Following the exertions of the day before, I had planned a day of sitting in the sun at the NZ vs England ODI cricket that I had just learned was in town.  However, fifty quid seemed a bit steep - as one can never be sure which NZ cricket team is going to turn up (the sublime or awful) - so I gave it a miss. That was quite a misjudgement with the Black Caps absolutely pummelling the English - a shame to miss that, but oh well.

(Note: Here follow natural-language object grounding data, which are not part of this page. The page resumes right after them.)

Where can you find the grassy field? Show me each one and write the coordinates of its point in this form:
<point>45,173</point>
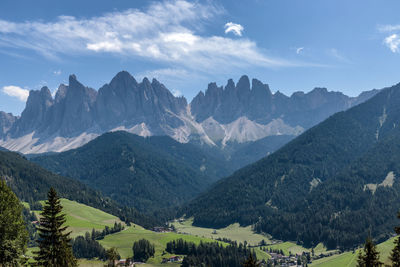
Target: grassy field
<point>123,241</point>
<point>349,259</point>
<point>82,218</point>
<point>289,247</point>
<point>233,232</point>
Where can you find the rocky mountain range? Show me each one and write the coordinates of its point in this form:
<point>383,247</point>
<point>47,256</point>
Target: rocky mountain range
<point>234,114</point>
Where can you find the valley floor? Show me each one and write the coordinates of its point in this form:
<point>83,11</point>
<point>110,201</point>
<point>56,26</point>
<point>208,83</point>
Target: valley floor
<point>82,218</point>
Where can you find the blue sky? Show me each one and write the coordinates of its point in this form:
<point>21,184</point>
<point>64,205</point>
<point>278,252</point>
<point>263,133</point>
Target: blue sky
<point>292,45</point>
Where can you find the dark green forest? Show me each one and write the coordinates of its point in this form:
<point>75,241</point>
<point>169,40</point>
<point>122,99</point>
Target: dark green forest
<point>138,171</point>
<point>313,189</point>
<point>31,183</point>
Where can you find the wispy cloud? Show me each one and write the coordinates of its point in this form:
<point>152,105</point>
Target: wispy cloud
<point>165,32</point>
<point>393,42</point>
<point>333,52</point>
<point>234,28</point>
<point>16,91</point>
<point>388,28</point>
<point>299,50</point>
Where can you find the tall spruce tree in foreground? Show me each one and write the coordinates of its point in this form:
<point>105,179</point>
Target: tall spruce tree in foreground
<point>54,243</point>
<point>370,256</point>
<point>13,234</point>
<point>395,254</point>
<point>251,261</point>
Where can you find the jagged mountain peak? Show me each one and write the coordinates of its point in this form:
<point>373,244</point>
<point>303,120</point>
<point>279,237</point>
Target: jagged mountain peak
<point>243,83</point>
<point>123,78</point>
<point>78,113</point>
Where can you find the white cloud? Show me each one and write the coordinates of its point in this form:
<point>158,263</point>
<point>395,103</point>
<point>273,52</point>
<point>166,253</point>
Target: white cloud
<point>393,42</point>
<point>176,93</point>
<point>16,91</point>
<point>234,28</point>
<point>337,55</point>
<point>388,28</point>
<point>165,32</point>
<point>299,50</point>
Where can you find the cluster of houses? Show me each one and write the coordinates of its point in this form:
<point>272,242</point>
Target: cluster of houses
<point>172,259</point>
<point>278,259</point>
<point>162,229</point>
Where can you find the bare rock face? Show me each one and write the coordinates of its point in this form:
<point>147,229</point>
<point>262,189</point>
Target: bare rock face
<point>36,113</point>
<point>236,113</point>
<point>258,104</point>
<point>6,122</point>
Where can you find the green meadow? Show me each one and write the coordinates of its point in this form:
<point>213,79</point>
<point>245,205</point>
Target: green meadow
<point>234,232</point>
<point>82,218</point>
<point>349,259</point>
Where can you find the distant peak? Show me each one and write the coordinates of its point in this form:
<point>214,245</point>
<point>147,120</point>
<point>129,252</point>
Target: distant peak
<point>230,83</point>
<point>155,82</point>
<point>244,83</point>
<point>319,90</point>
<point>123,76</point>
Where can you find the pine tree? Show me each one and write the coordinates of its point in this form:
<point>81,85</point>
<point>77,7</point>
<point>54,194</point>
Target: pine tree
<point>370,257</point>
<point>13,234</point>
<point>54,243</point>
<point>112,256</point>
<point>395,254</point>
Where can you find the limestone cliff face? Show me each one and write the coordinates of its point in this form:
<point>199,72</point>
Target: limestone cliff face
<point>236,113</point>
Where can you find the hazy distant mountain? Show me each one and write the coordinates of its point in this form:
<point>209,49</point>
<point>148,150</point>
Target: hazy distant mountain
<point>219,117</point>
<point>335,183</point>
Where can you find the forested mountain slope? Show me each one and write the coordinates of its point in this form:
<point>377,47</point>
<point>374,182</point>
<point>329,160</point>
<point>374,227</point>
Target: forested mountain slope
<point>31,182</point>
<point>148,173</point>
<point>304,190</point>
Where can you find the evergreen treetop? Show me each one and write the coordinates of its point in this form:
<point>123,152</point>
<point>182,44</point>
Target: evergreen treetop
<point>54,243</point>
<point>13,234</point>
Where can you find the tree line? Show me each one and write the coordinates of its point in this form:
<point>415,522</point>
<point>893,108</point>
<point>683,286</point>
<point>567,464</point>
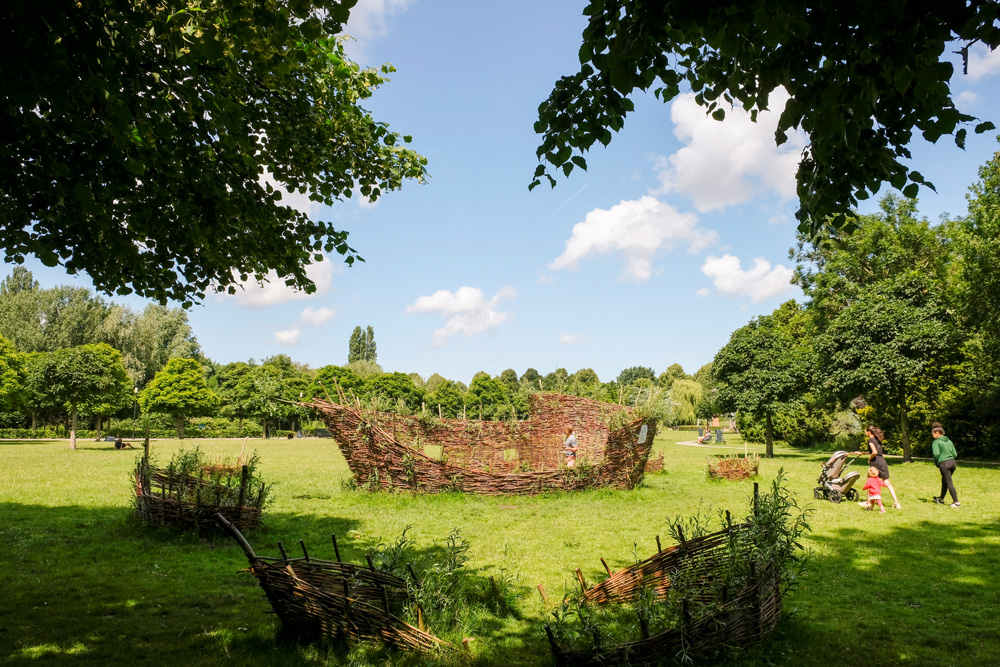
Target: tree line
<point>66,355</point>
<point>899,328</point>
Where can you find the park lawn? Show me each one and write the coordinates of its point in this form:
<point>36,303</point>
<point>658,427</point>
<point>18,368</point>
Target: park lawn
<point>82,583</point>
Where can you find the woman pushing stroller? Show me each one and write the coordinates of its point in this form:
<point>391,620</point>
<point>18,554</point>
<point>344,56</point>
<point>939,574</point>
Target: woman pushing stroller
<point>876,459</point>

Instead I had a relaxing couple of hours in the sun strolling around a National Trust property, Mottisfont, near Romsey.  The house was originally an abbey before the monasteries were dissolved - strangely, when the remains of it were granted to someone who was clearly in Henry VIII's favour, a house was built around the abbey instead of demolishing it.  The old cellar is the most obvious of the 13th century remains.  In parts of the house there are holes in the walls & at the back of cupboards exposing interesting ancient features.

The grounds are extensive and have a lot of lawn.  I was there relatively early & by the time I left there were hundreds of cars in the parking lot - most of those seemingly belonging to the scores of families spread out picnicing, playing ball and generally just enjoying the sun.  There's a big walled garden - alas, I was a couple of weeks too early to see the mass of roses that I'm told are very impressive (curses to that long, cold spring).

The font, still spewing forth a lot of water, after which the property is named - as the local residents used to meet here back when Old English was spoken and "moot" meant "meet" (say that last bit quickly repeatedly) .
I forget what that smaller tree is, but it certainly was a mass of white.

The house was interesting enough & quite nice - the last owner was quite in to the arts & hosted many artists down from London. Consequently, there's quite a bit of art around.  I did enjoy the watercolour exhibition until it started getting a little abstract.  The most interesting feature I thought was the small waterwheel on the ground floor that was used to turn some sort of pot spinning device over an extremely large coal range.  Also, doorways hidden behind bookcases are always cool.

A pleasant little outing, not nearly as tiring as the last one.